Pour le roman-photo

« Pour le roman-photo », voilà un titre sans compromis, qui sonne comme un manifeste. Dans la réédition de son essai publié pour la première fois en 2011, Jan Baetens, professeur à l’université de Leuven, propose de prime abord une étude extrêmement documentée et objective d’un genre traditionnellement décrié.

Né en Italie dans l’après-guerre, le roman-photo mêle texte et photographie dans des intrigues à l’eau de rose, dont le succès s’étend ensuite en France. Baetens retrace l’évolution d’un genre qui s’embourgeoise – « Madame Bovary » est adapté dans les années 1960, feu Johnny et la grande Mireille Mathieu prêtent aux vignettes glacées leurs visages – et dont la presse parodique (Hara-Kiri, Fluide glacial) s’empare. La fin des années 1980 semble sonner le glas du roman-photo, qui, victime de son succès, a perdu en lisibilité.

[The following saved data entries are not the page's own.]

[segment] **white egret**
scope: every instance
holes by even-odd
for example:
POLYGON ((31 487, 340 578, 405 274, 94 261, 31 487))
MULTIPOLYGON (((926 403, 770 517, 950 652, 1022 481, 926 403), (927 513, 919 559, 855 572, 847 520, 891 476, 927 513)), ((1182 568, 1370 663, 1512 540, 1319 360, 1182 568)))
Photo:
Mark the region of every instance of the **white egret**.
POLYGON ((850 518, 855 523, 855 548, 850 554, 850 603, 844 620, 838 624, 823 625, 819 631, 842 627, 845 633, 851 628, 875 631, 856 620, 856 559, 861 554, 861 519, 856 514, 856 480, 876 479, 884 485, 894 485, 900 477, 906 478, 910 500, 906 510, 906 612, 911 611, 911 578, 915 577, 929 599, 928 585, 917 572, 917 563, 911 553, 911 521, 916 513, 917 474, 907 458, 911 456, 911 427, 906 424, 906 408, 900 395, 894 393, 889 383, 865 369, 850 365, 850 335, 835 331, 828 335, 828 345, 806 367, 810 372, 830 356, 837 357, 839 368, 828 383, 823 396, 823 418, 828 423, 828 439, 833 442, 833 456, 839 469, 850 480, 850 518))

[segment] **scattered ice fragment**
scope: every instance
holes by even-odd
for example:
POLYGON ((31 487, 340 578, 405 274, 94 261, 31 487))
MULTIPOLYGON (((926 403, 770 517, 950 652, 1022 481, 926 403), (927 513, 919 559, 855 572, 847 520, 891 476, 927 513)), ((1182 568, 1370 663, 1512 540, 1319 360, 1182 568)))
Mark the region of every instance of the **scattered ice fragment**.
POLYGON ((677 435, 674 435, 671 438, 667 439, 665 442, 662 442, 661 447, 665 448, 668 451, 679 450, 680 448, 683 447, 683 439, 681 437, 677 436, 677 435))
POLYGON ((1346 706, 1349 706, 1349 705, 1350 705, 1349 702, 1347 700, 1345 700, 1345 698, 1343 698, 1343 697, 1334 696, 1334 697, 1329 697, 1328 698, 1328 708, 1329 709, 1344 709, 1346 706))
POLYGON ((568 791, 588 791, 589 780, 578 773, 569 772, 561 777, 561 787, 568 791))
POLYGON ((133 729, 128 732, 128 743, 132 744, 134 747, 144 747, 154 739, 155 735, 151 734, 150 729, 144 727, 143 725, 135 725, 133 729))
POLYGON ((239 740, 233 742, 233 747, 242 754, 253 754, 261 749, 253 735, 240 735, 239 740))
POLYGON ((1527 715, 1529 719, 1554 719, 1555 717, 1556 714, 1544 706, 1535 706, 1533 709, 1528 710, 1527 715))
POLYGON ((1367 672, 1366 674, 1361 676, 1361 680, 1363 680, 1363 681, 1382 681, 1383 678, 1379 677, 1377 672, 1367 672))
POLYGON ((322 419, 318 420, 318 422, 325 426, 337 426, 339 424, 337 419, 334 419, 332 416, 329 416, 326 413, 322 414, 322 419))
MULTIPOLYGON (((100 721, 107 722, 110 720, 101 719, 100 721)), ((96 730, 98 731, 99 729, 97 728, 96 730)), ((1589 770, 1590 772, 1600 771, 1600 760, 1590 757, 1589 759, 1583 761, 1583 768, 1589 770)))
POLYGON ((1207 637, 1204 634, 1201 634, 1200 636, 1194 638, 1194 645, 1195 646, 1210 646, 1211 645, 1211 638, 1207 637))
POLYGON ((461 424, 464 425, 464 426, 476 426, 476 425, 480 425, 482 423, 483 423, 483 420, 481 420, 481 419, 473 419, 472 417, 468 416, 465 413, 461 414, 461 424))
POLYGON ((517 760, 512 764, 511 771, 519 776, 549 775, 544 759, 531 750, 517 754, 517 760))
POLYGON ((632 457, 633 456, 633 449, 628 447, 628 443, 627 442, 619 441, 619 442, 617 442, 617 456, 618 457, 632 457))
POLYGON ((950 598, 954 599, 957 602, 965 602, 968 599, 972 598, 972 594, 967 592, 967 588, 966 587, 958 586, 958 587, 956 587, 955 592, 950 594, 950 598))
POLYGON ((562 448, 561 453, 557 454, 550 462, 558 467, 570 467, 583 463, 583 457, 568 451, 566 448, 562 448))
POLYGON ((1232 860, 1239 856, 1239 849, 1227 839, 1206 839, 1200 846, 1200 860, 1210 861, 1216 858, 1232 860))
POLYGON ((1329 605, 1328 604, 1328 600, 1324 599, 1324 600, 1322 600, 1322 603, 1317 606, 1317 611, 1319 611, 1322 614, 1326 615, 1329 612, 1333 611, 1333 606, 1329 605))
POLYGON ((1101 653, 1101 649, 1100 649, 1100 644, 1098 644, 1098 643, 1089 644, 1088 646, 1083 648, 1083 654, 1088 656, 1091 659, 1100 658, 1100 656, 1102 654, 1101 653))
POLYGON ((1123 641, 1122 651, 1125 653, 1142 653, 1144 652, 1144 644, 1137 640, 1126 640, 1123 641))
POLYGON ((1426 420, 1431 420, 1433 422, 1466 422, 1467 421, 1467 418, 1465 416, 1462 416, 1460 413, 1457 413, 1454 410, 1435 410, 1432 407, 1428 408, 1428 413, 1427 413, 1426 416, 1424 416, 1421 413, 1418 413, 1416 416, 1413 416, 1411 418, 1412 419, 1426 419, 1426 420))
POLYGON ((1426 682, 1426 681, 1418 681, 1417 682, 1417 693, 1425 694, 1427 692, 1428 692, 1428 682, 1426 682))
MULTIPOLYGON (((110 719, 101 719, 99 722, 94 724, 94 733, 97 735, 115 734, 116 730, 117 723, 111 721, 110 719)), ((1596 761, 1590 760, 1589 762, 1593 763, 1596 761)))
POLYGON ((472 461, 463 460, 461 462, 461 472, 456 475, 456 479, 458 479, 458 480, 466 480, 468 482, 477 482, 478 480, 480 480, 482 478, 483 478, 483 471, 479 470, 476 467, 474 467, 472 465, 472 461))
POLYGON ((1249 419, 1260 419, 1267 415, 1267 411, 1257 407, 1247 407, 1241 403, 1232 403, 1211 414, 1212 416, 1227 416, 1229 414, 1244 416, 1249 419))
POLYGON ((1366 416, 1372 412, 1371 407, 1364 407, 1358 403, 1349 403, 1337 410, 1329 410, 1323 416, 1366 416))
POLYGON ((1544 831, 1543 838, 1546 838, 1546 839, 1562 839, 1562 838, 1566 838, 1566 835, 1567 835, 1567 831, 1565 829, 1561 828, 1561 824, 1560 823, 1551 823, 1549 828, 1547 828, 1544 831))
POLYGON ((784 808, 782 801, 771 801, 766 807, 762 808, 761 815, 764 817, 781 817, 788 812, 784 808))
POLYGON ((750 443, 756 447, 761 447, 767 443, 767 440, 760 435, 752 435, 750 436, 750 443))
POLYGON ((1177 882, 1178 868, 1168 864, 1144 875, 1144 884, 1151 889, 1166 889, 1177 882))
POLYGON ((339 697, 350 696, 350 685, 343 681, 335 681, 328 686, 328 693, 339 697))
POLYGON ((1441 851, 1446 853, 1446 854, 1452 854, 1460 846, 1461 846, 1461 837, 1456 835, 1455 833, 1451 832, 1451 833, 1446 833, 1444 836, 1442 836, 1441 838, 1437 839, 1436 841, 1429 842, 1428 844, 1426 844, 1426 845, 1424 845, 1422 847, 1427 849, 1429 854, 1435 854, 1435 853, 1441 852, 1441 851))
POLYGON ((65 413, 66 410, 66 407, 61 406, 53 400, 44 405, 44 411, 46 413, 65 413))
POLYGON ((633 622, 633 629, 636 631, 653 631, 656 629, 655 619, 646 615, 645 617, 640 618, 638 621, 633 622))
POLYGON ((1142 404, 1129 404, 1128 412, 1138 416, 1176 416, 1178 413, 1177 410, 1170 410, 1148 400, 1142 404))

Cependant, loin d’en brosser l’exhaustive histoire, Baetens compare le genre à ses ancêtres et avatars. Roman dessiné, ciné-roman, roman photographiquement illustré, bande dessinée… La mise en regard, favorisée par un choix judicieux de planches, offre une réflexion vraiment stimulante. Par exemple, en tentant d’expliquer la suprématie du roman-photo sur le roman dessiné et le ciné-roman, dont la mise en page dynamique pour l’un, la qualité des photogrammes pour l’autre, auraient dû s’imposer, Baetens interroge les effets de sens créés par l’association du texte et du cliché. Ce dernier fonctionne-t-il comme simple illustration ou comme maillon du récit ? Y a-t-il rupture ou continuité des images ? Séparation possible de la fiction et de la réalité ? Et puis, qu’apporte la littérature ?

Des portraits de Walker Evans aux enquêtes romanesques de Sophie Calle, un long détour par la photographie met en valeur le rôle narratif des séquences, des plans, des cadrages. Si certaines références de la nouvelle vague restent dans les placards, on apprécie le choix d’avoir publié de nombreux fragments des tentatives récentes de Marie-Françoise Plissart, qui pousse le geste jusqu’à morceler – au sens propre – ses clichés.

Vous l’aurez compris, l’ouvrage de Baetens ne tire pas le constat d’un épuisement ou d’un échec définitif du genre. In fine, il en souligne les ressources et le potentiel. Blog et autofiction, photojournalisme ou ciné-roman : les pistes artistiques sont réelles… Décidément, cet essai sonne comme un manifeste.